A further glance down the dividend column substantiates these creditable yields. If we use global benchmarks and the CPI and take 3% as being a substantial yield, the investor can choose from 70 companies that pay 3%. The choice is almost embarrassing, as a 3% cutoff eliminates many excellent growth stocks, including INL, GPG and The Warehouse.

Nevertheless, the gross dividend column is more interesting for investors. This includes those valuable imputation credits. Again, a simple survey indicates a choice of 20 stocks yielding 9% plus.

The high fliers include:

* NZ Refining (19.5%),

* Capital Properties (11.3%),

* Horizon (11.1%),

* Kirkcaldies (10.1%),

* National Property (11%),

* PGG (11.7%),

* Renaissance (13.6%),

* Restaurant Brands (11.4%), and

* Wrightson (13%).

Interestingly, it would be erroneous to assume dividend stocks do not enjoy capital appreciation. The power sector has done well. For example, Powerco listed at $1.20c but is now worth $1.80 and has a gross yield of 9.6%.

Investors who bought high-yielding stock at their lows in 2001 would also have fared well.
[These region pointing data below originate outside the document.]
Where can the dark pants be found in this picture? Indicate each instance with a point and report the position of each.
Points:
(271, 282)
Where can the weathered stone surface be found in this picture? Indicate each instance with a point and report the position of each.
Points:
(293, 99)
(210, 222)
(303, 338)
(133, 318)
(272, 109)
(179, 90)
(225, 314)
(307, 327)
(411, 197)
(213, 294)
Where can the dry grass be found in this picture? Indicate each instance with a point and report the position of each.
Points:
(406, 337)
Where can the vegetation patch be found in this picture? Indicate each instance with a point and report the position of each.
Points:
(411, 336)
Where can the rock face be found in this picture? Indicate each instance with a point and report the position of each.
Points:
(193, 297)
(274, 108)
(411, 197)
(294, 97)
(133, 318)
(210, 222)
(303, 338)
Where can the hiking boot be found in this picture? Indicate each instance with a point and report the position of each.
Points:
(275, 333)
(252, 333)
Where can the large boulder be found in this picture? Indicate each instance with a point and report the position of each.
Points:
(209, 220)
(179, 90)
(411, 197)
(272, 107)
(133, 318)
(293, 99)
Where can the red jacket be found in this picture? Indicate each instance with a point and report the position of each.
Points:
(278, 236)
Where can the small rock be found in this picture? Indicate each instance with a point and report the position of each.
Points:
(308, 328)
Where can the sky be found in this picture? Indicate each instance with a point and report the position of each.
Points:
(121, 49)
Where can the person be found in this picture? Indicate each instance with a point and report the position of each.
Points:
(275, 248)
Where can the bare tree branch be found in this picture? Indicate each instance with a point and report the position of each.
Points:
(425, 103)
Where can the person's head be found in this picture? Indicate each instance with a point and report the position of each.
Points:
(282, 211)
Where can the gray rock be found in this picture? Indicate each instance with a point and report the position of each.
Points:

Cavalier had a low in 2001 of $4.12c but now sells for $6.40c and yields 7.8%. Restaurant Brands has moved from $1.26c to $1.63 (via $2.18c) and still yields 11.4%. The stellar performer is Steel & Tube, which has moved from a low of $1.41 to $3.14 and still yields 9%. Similarly, Sky City has gone from $4.06 to $7.63 and yields 7.4%.

My guess is interest rates will fall further in sympathy with US rates. If so, investors will have a marginally greater incentive to buy equities to reap good yields. Unless world stock indices melt, there is scope for further appreciation of high-yielding New Zealand equities.

The average market-weighted gross dividend for the NZSE40 is 5.7%. This is more than double the global average of 2.3%.

The global yield is actually quite high at present, matching the early 1990s. Dividents are likely to generate a greater percentage of total equity returns in today's low-interest environment.

Globally, yields diverge immensely across industries. Tobacco yields 6%, electricity 4.6%, banks 3.8%, oil 3%. Insurance, pharmaceuticals, media, autos, hotels, etc, all yield 2% or less. Many industries yield only 1%.

Even so, yields are not necessarily dependable. There are "reliability indices," which attempt to gauge the security of prospective dividend payments by measuring growth and volatility.

The most dependable industries are banking, oil and gas, defence, insurance and pharmaceuticals. The least reliable are construction and building materials, chemicals, steel, autos and electronics.